Refugees are taking leave of Kosovo as "out of a fired ship," in the line from John Donne, "which, by no way but drowning, could be rescued from the flame."
Relief workers say 20,000-25,000 Kosovar Albanians each day have been leaving their homes for neighboring countries since the NATO bombing began. On Easter Sunday alone, 44,000 Kosovars reportedly put their homeland behind them, as Serb forces pressed an elusive campaign of ethnic cleansing.
Bottlenecks at Kosovar border areas with Macedonia and Albania prompted police to close some transit points. Supplies were bottlenecked, too, with infrastructure in southern Europe strained to capacity, and NATO imposing no-fly zones-closing the airport in the Albanian capital, Tirana, for example-as a further obstacle. In some areas, refugees are being moved seemingly arbitrarily by local governments, while aid workers struggle to cope with the human tide. For most refugees, escape from Kosovo is proving to be only the beginning of the journey.
"It is frightening," said UN refugee commissioner Sadako Ogata, "that this century, as in its darkest hours, should end with the mass deportation of innocent people."
In Kukë, a transition area for refugees near the Albanian border with Kosovo, roads are breaking apart due to the volume of traffic. Food supplies from the United Nations no longer could be trucked in last week due to the deterioration. The UN's World Food Program began using helicopters to dump MREs instead, skirting no-fly zones and NATO assaults.
Refugees in this region are being moved to the south toward Tirana, according to Sean Robinson, Albania director for the Adventist Development and Relief Agency, which is overseeing resettlement efforts in that area.
In Tirana, refugee flows are being directed toward sports stadiums and other high-capacity facilities. Relief workers and refugees drift into a routine, of sorts, with the frequent roar and sonic bursts of NATO jet fighters overhead, winging their way toward Yugoslavia.
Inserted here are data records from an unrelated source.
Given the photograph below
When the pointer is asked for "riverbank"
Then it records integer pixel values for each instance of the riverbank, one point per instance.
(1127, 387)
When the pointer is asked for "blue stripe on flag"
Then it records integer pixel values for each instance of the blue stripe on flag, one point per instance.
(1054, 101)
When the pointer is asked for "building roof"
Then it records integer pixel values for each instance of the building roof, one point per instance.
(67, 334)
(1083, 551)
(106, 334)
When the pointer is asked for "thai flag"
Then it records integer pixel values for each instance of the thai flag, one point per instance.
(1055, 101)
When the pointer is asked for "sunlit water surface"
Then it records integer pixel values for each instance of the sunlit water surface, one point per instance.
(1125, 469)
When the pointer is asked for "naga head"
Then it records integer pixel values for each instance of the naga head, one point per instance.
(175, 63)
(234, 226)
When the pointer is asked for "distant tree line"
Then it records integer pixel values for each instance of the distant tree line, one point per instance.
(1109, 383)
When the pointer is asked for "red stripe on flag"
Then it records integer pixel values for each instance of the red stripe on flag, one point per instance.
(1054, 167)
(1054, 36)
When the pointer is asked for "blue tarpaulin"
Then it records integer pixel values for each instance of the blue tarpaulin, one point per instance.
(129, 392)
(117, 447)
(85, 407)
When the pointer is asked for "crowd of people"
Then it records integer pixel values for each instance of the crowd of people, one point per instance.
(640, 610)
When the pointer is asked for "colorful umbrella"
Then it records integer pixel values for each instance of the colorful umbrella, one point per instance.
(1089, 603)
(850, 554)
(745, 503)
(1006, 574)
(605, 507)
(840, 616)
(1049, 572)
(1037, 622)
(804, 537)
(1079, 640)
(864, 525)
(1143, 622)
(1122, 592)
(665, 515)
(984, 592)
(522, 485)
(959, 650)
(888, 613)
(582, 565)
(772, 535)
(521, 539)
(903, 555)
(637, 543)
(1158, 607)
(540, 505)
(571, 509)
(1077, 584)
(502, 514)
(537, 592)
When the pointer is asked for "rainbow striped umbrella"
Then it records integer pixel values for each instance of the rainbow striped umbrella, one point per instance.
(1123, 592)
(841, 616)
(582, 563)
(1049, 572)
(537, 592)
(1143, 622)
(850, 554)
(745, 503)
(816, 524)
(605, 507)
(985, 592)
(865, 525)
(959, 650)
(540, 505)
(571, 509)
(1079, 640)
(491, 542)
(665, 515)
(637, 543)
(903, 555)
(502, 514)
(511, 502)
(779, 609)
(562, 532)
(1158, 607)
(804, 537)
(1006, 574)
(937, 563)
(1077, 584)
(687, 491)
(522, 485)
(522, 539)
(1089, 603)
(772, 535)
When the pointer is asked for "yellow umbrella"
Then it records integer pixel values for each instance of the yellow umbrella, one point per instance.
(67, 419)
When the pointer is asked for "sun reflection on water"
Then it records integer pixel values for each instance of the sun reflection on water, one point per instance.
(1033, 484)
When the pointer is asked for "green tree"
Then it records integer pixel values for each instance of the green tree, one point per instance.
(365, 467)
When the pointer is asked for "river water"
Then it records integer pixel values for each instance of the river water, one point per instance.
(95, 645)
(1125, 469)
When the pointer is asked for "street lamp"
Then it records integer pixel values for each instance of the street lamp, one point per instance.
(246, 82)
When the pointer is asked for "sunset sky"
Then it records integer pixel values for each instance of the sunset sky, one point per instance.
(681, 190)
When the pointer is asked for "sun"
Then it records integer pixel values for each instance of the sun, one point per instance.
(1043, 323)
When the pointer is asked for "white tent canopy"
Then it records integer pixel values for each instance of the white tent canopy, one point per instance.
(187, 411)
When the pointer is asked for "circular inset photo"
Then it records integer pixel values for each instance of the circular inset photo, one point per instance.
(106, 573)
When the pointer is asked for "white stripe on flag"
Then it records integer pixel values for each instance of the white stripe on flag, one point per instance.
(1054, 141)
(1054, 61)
Resettlement officers take down information about family members separated from one another, promising to try to locate lost loved ones. "Family unity" remains one of the top goals of the resettlement efforts. It becomes more difficult as refugees are bused from border areas to scattered sites.
At a stadium run by Albanian Evangelical Alliance churches, Ymerli Perevizaj arrived last week with 17 members of his family-his wife and eight children, an elderly father, and a cousin with his family. Mr. Perevizaj tried to protect his home in Kosovo, sending the rest of his family on ahead of him. But Serb police forced him out, threatening to kill him and cut him in pieces. He fled as the Serbs burned the house to the ground. He and his family walked 15 miles before they were picked up by locals with a tractor and hauled to the border. One son became ill along the way and was hospitalized in Tirana.
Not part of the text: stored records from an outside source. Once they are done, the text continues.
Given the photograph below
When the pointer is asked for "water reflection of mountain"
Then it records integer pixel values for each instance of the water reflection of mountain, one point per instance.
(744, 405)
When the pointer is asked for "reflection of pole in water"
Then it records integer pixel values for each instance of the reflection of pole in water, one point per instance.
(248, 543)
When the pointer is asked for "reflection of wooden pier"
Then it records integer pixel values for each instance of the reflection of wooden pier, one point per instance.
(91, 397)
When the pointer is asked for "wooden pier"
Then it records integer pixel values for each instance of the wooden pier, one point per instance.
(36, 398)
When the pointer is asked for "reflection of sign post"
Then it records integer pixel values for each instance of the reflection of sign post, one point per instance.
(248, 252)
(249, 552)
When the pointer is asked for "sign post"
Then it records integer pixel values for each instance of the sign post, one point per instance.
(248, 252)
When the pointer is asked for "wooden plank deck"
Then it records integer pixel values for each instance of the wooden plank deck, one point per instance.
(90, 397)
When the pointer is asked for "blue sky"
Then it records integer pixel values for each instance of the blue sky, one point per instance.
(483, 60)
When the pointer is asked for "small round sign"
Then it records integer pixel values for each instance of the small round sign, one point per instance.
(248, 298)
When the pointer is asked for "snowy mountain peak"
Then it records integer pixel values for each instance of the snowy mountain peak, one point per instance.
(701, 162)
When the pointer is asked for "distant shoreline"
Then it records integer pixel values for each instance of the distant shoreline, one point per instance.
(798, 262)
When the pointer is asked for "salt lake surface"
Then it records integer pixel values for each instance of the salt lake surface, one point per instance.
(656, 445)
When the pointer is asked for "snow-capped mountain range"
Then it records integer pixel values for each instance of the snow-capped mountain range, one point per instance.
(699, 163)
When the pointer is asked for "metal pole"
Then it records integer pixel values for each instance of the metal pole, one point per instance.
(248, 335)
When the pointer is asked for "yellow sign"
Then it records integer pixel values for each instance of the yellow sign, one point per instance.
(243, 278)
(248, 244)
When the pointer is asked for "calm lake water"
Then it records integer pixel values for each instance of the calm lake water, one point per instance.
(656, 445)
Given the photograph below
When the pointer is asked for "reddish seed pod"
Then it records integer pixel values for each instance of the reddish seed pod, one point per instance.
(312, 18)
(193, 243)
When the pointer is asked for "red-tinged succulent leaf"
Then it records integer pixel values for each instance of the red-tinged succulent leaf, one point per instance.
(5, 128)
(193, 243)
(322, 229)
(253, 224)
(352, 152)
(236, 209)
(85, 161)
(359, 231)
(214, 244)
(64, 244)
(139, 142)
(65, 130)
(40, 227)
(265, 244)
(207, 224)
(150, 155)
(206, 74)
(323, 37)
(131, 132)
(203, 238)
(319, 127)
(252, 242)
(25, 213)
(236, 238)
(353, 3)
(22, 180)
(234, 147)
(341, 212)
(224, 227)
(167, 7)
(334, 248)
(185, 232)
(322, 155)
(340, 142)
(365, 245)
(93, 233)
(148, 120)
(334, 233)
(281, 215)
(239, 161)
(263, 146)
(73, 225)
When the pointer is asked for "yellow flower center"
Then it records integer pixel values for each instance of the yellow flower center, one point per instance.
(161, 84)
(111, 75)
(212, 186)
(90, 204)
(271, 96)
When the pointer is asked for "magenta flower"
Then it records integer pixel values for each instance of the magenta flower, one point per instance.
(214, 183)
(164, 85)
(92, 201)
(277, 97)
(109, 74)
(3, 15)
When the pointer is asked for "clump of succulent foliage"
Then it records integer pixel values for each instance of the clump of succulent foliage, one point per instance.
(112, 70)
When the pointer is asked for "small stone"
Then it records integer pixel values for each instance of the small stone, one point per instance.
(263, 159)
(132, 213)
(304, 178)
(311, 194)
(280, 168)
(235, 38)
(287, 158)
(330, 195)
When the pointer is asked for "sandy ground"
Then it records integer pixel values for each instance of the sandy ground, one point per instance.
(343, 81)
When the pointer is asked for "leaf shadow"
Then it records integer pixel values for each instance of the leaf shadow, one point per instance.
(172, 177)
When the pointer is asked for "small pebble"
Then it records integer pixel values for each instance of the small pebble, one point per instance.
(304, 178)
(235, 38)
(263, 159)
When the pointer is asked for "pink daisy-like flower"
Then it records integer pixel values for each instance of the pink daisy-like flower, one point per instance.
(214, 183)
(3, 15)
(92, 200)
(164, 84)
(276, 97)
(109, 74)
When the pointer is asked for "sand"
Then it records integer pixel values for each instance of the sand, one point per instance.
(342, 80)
Mr. Perevizaj told relief worker Galen Carey he was bewildered by what had happened. His family once owned a bakery in Belgrade, and he says that he got along well with his Serb neighbors. "They would never have done this by choice," he said. He also said he is worried about government plans to send his family to a remote rural area, where he is afraid that his daughters may be kidnapped by the local mafia and sent to Italy as prostitutes. He lost contact with relatives in Brooklyn when his address book was burned along with his home.
Mr. Carey, a relief coordinator with World Relief who also resettled refugees for the UN in Croatia, said Albania's tiny evangelical minority was responding "heroically" to the flood of refugees. "Many are housing refugees in their homes, while others are preparing and distributing food at two hastily created refugee camps," he reported. The indoor sports stadium has over 1,000 cots and blankets and is staffed with church volunteers working in shifts, easing the sick and handing out thick bread with feta cheese.
Farther away, Turkey and Norway began taking in thousands of Kosovo Albanians, who were flown from Macedonia to those countries for temporary shelter. European countries have promised to take in up to 100,000 refugees, and the United States pledged to take in 20,000. They were set to begin arriving at the U.S. naval base at Guantanamo Bay last weekend.
Providing safe haven, however, brings strategic risks. Once removed from the immediate region, will Kosovars ever want or be able to return to their homeland? And, absent the Kosovar Albanians, what are the NATO jets fighting for?
Immigration analysts disagreed with Clinton administration insistence that the Guantanamo Bay refuge would be temporary.
"There is nothing as permanent as a temporary refugee," said immigration policy expert Mark Krikorian. World Relief also criticized the move to Guantanamo. The relief agency of the National Association of Evangelicals, World Relief supervised Cuban and Haitian refugees at the naval base from 1994 to 1996. Vice President Don Hammond said the environment at Guantanamo was "more like a POW setting than a safe haven," with limited access for supplies and civilian personnel. "The Kosovars will be coming from a militarized zone where they have been traumatized into another highly militarized situation in Guantanamo. This could have a potentially devastating effect on the refugees we are trying to help."